| |
Sözün tükendiği gün
Batılı'nın biri şöyle diyor: "Barışta oğullar babalarını, savaşta babalar oğullarını gömerler. "Bu Batılı dün Ankara'da olsa ve bizimle birlikte "CHP karargahlarını" dolaşsaydı... Acaba "ne" derdi? Kim bilir, belki de "şunu" söylerdi: - CHP'de ise insanlar ilkelerini yiyorlar... Birbirlerini yiyorlar... Hem de diri, diri.
Kimi partili "lütfen beni de dinleyin" diye bizi durdurdu. Kimi delege "benim söylediklerimi mutlaka yazın" diye ısrar etti, durdu. Anlattıklarına gelince: "- Dedim... Dedi... Demiştim... Demişti." Yani, varsa "vıdı vıdı" yoksa "vıdı vıdı." Bir "fikir", bir "proje", bir "ideoloji" aradık CHP kulislerinde. Erol Tuncer "boşuna kendini yorma" dedi: - O şimdi tatilde.

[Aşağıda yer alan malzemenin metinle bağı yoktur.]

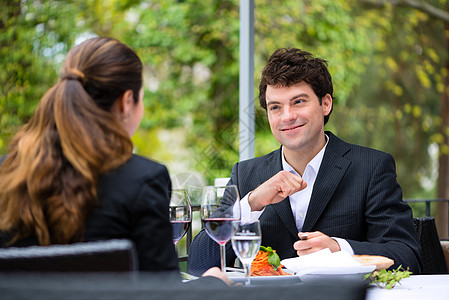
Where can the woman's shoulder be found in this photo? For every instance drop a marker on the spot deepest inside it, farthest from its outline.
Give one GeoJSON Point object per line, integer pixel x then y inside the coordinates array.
{"type": "Point", "coordinates": [138, 168]}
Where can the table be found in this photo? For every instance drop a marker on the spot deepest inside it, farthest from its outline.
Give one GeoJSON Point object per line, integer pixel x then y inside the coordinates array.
{"type": "Point", "coordinates": [422, 287]}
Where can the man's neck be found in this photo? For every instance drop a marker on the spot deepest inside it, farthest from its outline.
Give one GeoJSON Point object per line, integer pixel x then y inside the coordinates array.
{"type": "Point", "coordinates": [298, 159]}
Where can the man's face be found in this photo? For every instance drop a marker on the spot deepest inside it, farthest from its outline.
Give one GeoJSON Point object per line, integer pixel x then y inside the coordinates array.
{"type": "Point", "coordinates": [296, 116]}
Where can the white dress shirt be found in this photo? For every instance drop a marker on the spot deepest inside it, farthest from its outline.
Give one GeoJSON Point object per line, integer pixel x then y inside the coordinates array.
{"type": "Point", "coordinates": [299, 201]}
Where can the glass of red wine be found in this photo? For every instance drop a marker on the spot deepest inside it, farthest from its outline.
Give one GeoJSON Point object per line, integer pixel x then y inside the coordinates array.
{"type": "Point", "coordinates": [220, 205]}
{"type": "Point", "coordinates": [180, 213]}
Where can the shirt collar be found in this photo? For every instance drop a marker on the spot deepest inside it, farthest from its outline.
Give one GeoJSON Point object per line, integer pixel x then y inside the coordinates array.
{"type": "Point", "coordinates": [315, 163]}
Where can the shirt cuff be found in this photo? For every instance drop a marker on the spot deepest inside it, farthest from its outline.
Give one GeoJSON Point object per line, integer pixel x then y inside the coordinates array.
{"type": "Point", "coordinates": [245, 210]}
{"type": "Point", "coordinates": [344, 245]}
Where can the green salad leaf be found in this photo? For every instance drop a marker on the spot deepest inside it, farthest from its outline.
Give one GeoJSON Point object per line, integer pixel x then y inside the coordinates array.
{"type": "Point", "coordinates": [388, 279]}
{"type": "Point", "coordinates": [273, 258]}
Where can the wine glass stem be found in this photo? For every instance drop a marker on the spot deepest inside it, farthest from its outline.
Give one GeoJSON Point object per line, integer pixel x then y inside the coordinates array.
{"type": "Point", "coordinates": [247, 273]}
{"type": "Point", "coordinates": [223, 257]}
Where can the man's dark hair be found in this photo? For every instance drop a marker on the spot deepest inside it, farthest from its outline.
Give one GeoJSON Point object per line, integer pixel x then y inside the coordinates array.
{"type": "Point", "coordinates": [289, 66]}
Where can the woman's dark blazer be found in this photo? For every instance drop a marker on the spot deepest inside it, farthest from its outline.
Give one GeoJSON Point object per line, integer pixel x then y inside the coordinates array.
{"type": "Point", "coordinates": [355, 197]}
{"type": "Point", "coordinates": [133, 204]}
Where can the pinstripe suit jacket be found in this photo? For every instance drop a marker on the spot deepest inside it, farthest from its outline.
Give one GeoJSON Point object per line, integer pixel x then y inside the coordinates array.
{"type": "Point", "coordinates": [355, 197]}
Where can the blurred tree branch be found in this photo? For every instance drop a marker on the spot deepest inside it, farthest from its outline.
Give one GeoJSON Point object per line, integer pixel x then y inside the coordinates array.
{"type": "Point", "coordinates": [419, 5]}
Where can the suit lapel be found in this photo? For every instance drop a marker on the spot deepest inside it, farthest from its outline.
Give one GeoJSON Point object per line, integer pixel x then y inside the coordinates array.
{"type": "Point", "coordinates": [332, 169]}
{"type": "Point", "coordinates": [283, 208]}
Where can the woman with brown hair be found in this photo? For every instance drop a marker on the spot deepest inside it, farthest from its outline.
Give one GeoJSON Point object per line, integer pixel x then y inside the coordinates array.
{"type": "Point", "coordinates": [70, 174]}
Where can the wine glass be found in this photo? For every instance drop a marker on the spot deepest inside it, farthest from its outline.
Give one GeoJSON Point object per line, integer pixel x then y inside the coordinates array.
{"type": "Point", "coordinates": [220, 205]}
{"type": "Point", "coordinates": [246, 240]}
{"type": "Point", "coordinates": [180, 213]}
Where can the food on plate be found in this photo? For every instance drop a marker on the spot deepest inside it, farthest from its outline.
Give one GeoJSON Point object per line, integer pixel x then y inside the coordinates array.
{"type": "Point", "coordinates": [381, 262]}
{"type": "Point", "coordinates": [267, 263]}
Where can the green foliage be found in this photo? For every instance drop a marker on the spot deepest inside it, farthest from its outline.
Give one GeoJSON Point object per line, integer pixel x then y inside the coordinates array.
{"type": "Point", "coordinates": [387, 65]}
{"type": "Point", "coordinates": [388, 278]}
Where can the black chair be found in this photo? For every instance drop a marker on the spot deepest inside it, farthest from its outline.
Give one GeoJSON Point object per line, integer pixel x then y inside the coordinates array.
{"type": "Point", "coordinates": [160, 285]}
{"type": "Point", "coordinates": [431, 250]}
{"type": "Point", "coordinates": [97, 256]}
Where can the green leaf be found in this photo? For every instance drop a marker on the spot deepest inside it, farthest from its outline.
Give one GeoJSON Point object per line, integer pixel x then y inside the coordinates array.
{"type": "Point", "coordinates": [274, 260]}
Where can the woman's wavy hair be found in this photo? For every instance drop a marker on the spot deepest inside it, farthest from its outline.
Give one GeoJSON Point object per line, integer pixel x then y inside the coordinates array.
{"type": "Point", "coordinates": [48, 181]}
{"type": "Point", "coordinates": [289, 66]}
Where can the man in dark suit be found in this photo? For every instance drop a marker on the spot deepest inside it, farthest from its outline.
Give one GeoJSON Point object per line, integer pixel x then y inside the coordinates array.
{"type": "Point", "coordinates": [343, 196]}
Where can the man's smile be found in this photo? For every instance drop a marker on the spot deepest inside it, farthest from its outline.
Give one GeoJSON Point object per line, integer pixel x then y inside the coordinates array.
{"type": "Point", "coordinates": [292, 128]}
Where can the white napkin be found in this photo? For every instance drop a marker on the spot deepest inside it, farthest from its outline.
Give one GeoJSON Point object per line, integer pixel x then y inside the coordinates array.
{"type": "Point", "coordinates": [326, 262]}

Çevre Sokak "cıvıl cıvıl." CHP Genel Merkezi bu sokakta. İran Caddesi - 47 "karınca yuvası gibi." Mustafa Sarıgül'ün "karargahı" da bu caddede. Ama "her yerde" söylemler aynı. Söylemler "bayat." Söylemi "güncelleştiren" yok, "araştıran" yok, "fikir üreten" hiç yok.
1980'de nüfusun yüzde 56'sı "kırsal kesimdeydi." Şimdi "yüzde 33'e düştü." "Sadece İstanbul" Türkiye nüfusunun yüzde 21'ini barındırıyor. "On büyük kentte" 30 milyon kişi yaşıyor. Tam 1 milyon insan "günde 1 dolarla" geçinmek zorunda. "7 milyon insanın" günlük geliri 2 dolar. (Sayıların Diliyle Türkiye - Bülent Tuncer TESAV Yayını 2004) Bayanlar, baylar, sayın adaylar. "Bu konularda" neler düşünüyorsunuz? Ne "muhatap" var, ne de "cevap."
Nüfus değişti, yapı değişti... Çalışan değişti, kendi başına iş yapan değişti. Ama CHP "değişime direnmeye devam ediyor." Eskiden "emek ağırlıklı kentler" CHP'nin arka bahçesiydi. Örneğin Zonguldak CHP'nin "kalesiydi." Oysa şimdi 5 milletvekilliğine sahip Zonguldak'ta, CHP "ancak 2 çıkarabiliyor." "Emek ağırlıklı Bursa'nın" 16 milletvekilinden "sadece 4'ü" CHP'li. CHP'lilere "bu konuları" açacak oluyoruz... "Dinleyen" yok. Ama "dinlemediği konuya" yanıt veren pek çok: - Dedim... Dedi... Vıdı... Vıdı...
Eğer üniversitede "siyaset bilimi" okutan bir hoca olsaydık... "Dersi" fakültede yapmazdık. Öğrencilerimizi "CHP'ye... CHP kulislerine" götürürdük. Siyaset bilimine ilgi duyanlar için CHP "bulunmaz bir laboratuar."
Kiminle konuşsak "tamam" diyor: - Aldık... Bu iş tamam. Genel Sekreter Önder Sav "çıtayı" iyice yükseltiyor: - Bir kenara yaz... Deniz bey 3 Temmuz 2004 kurultayında aldığı güvenoyunun (781) üstüne çıkacak.
Gümüşhane taraflarında bir deyim vardır: "Yandı közler, tükendi sözler." Yani: - Her şey seslendirildi... Söylenecek ne kaldı? CHP'de durum böyle. Şimdi konuşma sırası "delegede." Malum "Arap'ın işine, devenin dişine, delegenin gidişine akıl, sır ermez."